The aim is to recognise all possible interactions between objects and people and also between people. This technology allows a fine analysis of a scene and can be applied in video surveillance to detect fights or abandoned luggage for example.
It is necessary to detect all the objects in a scene beforehand, which is a research axis in its own right. Once these objects are detected, it must be possible to associate them with the right type of interaction. An interaction such as “holding” can be carried out with a multitude of different types of objects. The algorithm must be able to detect the interaction even if it has never seen a person holding a certain type of object during learning: it must be able to generalise the interaction. Moreover, objects in interaction are sometimes hidden or not visible in the scene. In these cases, the algorithm must still be able to recognize the interaction just with the appearance of the person. Finally, some semantically different interactions are visually close such as eating and drinking or holding and lifting.
The proposed solution
The main majority of state of the art methods detect all the objects in the scene beforehand and then calculate a probability of interaction between all possible pairs. The calculation time required to process an image is therefore quadratic and depends on the number of objects in the scene.

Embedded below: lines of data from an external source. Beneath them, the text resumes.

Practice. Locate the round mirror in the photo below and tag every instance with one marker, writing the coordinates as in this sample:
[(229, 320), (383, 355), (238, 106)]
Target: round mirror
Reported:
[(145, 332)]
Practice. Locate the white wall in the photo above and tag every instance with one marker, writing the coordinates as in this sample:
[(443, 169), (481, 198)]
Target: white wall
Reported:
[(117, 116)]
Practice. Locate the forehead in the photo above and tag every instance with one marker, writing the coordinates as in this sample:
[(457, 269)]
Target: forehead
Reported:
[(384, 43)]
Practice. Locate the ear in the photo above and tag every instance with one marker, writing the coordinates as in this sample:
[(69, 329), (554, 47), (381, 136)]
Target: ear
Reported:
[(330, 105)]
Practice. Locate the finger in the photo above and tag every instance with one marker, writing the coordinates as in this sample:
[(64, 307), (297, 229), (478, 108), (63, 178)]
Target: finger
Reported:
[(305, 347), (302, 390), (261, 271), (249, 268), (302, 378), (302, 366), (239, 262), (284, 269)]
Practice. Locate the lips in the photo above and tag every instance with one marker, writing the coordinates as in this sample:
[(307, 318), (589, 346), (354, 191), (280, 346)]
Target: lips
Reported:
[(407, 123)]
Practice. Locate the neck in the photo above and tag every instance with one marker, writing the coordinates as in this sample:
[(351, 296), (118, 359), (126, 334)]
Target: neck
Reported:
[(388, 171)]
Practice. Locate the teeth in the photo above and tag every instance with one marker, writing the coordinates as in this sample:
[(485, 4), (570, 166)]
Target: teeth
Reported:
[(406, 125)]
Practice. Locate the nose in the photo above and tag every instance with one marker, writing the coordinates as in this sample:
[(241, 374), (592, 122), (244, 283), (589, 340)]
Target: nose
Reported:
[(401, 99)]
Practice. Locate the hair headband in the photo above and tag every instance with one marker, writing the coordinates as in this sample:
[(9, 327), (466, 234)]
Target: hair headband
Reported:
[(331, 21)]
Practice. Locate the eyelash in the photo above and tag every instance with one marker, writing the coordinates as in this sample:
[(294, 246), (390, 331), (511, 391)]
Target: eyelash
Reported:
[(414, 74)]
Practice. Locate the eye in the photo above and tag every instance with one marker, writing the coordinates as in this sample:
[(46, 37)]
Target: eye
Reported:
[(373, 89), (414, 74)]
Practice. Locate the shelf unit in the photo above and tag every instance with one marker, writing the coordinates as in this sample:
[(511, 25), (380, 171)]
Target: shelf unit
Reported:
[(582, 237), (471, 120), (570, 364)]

The CEA proposes the Calipso (Classifying all interacting pairs) solution, which is a single shot method because it estimates the interactions by passing the image through the network only once. To do this, the interactions are estimated on a dense grid of anchors. The strong point of Calipso is that it is fast and independent of the number of objects in the image.
The dataset used
We use the V-COCO dataset which consists of 10,000 images and is annotated with about 30 interaction verbs.
Calipso shows a score of 45% of good recognition of the triplets on this dataset.